In imminent cases one can artificially reduce the available arch length in the involved quadrants by removing the maxillary second deciduous molars early. Their extraction should preferably be executed a good 6 months before the adjacent first deciduous molar is due to exfoliate. Subsequently, the first permanent molar migrates and rotates mesially.
It is better to extract the first deciduous molar at an earlier moment, when rotation of the maxillary first permanent molar should be prevented and only a limited reduction of arch length is needed.189
If no crowding exists, and particularly if excess space prevails, achieving contact between canines and central incisors (with or without retention of the deciduous canines) is not the only solution. Closing the space through prosthodontics should also be considered. In arriving at the best solution the relation between the dental arches is an essential variable (see 10.7).

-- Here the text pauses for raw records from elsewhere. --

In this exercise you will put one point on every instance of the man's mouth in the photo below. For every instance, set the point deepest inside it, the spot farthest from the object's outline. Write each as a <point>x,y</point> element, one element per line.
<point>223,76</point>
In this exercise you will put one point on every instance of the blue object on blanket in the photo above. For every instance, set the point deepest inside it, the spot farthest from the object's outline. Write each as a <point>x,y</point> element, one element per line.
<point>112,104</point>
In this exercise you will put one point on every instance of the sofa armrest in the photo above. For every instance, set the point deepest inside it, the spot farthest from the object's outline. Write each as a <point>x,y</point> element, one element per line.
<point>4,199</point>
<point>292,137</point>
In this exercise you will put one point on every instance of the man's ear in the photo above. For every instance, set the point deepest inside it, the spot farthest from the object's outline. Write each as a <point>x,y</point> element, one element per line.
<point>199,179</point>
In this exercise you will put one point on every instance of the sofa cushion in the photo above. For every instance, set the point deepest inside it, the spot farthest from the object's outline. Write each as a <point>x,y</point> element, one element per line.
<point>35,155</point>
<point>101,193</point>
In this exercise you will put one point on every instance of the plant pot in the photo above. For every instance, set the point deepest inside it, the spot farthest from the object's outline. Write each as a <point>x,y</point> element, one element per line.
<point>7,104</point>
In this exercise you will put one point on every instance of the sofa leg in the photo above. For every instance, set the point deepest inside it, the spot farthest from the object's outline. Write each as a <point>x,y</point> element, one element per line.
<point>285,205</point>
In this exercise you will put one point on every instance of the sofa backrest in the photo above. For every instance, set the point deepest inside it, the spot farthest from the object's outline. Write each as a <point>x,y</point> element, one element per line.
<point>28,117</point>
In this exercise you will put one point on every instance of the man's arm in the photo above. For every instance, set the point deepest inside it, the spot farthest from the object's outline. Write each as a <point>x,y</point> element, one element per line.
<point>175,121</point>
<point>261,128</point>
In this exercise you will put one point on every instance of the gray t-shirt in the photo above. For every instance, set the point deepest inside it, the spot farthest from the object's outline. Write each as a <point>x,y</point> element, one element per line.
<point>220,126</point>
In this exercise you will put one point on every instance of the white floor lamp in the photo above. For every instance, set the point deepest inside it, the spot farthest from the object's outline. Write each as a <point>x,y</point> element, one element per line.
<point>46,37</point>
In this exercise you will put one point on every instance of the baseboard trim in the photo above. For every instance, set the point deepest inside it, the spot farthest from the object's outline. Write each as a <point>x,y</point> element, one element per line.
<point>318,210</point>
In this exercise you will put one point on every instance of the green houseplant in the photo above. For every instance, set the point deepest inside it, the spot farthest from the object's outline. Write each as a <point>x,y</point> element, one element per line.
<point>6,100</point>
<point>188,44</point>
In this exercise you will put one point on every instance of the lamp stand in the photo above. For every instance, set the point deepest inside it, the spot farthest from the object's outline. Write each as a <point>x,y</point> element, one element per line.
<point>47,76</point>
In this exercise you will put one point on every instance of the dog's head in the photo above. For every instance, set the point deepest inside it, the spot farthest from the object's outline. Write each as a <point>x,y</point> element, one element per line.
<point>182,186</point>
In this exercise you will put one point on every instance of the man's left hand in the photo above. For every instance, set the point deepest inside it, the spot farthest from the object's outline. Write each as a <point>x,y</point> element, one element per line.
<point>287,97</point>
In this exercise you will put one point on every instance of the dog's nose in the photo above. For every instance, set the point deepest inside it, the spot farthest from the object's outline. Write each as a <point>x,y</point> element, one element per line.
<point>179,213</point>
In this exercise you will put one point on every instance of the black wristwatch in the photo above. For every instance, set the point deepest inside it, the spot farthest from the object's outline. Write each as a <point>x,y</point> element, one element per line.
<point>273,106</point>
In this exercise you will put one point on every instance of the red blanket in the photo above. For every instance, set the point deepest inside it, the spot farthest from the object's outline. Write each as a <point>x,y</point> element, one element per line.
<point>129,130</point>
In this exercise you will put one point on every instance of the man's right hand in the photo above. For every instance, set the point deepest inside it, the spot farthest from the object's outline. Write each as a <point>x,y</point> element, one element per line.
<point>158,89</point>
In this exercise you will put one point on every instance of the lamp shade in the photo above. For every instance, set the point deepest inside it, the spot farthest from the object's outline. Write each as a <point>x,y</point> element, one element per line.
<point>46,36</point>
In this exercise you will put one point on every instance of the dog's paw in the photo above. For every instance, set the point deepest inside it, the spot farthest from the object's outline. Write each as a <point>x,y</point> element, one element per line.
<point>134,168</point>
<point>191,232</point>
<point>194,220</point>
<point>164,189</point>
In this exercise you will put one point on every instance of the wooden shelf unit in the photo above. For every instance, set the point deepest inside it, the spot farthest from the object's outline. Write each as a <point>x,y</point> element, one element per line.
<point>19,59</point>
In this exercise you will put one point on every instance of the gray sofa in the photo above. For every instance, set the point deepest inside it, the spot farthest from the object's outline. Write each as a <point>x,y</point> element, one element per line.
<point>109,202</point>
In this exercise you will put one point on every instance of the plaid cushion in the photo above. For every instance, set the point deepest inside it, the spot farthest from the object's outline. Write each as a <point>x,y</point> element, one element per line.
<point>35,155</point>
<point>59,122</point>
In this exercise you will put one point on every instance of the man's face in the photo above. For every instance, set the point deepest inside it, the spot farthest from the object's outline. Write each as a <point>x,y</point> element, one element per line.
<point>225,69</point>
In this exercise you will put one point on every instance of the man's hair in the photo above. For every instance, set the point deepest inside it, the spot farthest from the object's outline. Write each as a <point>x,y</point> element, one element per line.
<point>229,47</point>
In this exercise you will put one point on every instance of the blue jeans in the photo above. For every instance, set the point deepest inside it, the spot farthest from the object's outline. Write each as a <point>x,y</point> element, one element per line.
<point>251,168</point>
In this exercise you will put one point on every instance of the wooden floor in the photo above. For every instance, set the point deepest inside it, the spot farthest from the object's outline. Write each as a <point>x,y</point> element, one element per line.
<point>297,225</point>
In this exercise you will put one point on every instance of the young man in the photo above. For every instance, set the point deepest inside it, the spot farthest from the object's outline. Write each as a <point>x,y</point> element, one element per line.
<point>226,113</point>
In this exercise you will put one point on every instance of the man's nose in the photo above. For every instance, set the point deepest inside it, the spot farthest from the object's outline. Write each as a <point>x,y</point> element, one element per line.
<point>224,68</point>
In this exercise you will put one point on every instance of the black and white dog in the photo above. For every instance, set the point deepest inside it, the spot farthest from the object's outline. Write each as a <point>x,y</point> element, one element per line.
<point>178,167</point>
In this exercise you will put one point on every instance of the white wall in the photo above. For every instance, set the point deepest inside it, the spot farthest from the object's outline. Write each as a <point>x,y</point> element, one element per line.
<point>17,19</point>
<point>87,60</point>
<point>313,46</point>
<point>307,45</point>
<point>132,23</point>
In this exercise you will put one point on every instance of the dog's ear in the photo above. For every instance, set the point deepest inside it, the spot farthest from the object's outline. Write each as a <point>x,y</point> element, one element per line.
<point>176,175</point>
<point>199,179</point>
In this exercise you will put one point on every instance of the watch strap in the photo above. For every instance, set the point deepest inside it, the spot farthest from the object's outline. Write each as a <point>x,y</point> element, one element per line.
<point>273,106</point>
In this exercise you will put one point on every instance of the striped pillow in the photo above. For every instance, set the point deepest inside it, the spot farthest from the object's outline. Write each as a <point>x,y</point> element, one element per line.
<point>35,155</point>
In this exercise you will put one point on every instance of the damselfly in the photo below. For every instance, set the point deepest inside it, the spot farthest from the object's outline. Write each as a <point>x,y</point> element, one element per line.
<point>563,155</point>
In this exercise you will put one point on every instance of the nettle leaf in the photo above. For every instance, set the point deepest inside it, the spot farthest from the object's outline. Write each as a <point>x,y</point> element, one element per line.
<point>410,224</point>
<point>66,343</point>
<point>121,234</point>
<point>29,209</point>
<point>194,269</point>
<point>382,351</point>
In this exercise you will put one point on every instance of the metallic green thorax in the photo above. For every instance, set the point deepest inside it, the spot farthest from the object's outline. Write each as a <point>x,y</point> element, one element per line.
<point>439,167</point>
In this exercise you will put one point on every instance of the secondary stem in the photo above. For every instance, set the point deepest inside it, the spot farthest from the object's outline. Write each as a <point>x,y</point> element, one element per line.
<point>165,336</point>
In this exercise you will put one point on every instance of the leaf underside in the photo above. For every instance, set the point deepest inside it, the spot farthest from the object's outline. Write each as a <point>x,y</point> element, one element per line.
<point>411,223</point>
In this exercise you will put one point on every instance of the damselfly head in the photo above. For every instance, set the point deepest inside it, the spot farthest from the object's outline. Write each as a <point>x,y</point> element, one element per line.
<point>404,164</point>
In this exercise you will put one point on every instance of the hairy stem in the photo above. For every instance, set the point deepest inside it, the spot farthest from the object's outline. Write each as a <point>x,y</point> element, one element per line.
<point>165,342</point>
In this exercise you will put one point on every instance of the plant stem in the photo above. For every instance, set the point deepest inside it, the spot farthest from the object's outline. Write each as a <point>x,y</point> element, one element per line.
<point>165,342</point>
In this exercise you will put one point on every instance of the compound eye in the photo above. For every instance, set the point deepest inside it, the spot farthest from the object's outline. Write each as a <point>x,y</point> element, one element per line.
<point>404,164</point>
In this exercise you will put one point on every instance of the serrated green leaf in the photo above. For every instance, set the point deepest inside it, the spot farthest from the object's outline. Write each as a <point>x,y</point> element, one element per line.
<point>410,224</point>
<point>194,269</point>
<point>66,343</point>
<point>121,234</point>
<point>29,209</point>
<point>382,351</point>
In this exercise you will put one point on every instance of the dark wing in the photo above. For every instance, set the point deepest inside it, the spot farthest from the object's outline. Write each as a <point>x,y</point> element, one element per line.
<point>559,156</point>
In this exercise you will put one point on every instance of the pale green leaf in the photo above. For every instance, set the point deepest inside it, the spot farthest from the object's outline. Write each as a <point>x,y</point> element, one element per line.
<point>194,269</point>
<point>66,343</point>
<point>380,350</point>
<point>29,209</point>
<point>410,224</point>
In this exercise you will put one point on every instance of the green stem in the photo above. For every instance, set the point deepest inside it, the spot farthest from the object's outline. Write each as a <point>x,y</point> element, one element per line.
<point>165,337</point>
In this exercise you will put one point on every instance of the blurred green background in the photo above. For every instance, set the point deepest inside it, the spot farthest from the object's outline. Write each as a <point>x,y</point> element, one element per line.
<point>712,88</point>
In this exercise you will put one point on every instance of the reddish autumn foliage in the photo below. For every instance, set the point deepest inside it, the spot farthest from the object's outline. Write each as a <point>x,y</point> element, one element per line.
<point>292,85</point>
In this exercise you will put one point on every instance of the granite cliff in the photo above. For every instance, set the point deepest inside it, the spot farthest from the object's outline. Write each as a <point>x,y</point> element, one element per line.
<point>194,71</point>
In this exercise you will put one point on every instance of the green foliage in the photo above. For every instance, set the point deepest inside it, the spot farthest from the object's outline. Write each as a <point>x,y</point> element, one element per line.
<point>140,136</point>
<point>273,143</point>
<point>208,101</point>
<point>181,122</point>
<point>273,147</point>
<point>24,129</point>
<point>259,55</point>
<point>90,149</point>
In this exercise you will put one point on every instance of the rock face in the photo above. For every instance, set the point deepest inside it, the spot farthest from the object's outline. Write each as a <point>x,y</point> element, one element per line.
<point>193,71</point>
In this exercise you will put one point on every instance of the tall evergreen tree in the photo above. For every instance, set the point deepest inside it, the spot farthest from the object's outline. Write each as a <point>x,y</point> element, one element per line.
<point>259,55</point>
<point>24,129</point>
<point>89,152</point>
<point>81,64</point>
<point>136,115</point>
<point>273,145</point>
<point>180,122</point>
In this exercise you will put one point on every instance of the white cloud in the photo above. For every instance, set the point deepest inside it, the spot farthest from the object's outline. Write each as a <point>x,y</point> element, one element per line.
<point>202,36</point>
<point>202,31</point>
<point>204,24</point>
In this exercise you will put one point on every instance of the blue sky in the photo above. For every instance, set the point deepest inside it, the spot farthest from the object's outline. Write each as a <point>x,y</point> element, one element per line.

On the basis of purely dental arguments it is preferable to avoid prosthodontic appliances as much as possible.150, 214 One should realise that the dentition of the patient involved must function for many years yet. Hence, the long-term planning should strive to keep a substantial part of the natural dentition intact during the patient’s entire lifetime. In that light, it makes a considerable difference if an initial prosthesis is provided at the age of 18 years as compared with 48 years.
As a standard solution it is best to aim for closing the anterior spaces with contact between permanent central incisors and canines. Contraindications for such a decision are:
1. An extreme surplus of space in the maxillary arch
2. A Class I anomaly with no crowding in the mandible
3. A dished-in profile
4. Esthetic problems (see 10.5)
5. A Class III anomaly
When there is much room in the maxillary dental arch and a contraindication to arrive at a continuous arch of permanent teeth without diastemata, it is reasonable to attempt to retain the deciduous canines as long as possible. As has already been pointed out, the permanent canines can emerge in the place where the lateral permanent incisors should have emerged, especially when there is a great deal of space. Often in such circumstances the deciduous canines do not resorb and exfoliate. Certainly, when the resorption of the deciduous canine roots is limited, these teeth can last many years. If they are lost at a later stage, at least the period during which a prosthodontic appliance has to be provided is correspondingly reduced. Moreover, a better prosthodontic restoration is possible in this situation than where the space to be filled is between the central incisor and canine.
The possibilities for prosthodontic restoration are broadened by the use of bonded composite resins. Bridges made using this method, particularly if employing a cast palatal splint fixed to the abuttments, can remain in place over a long period.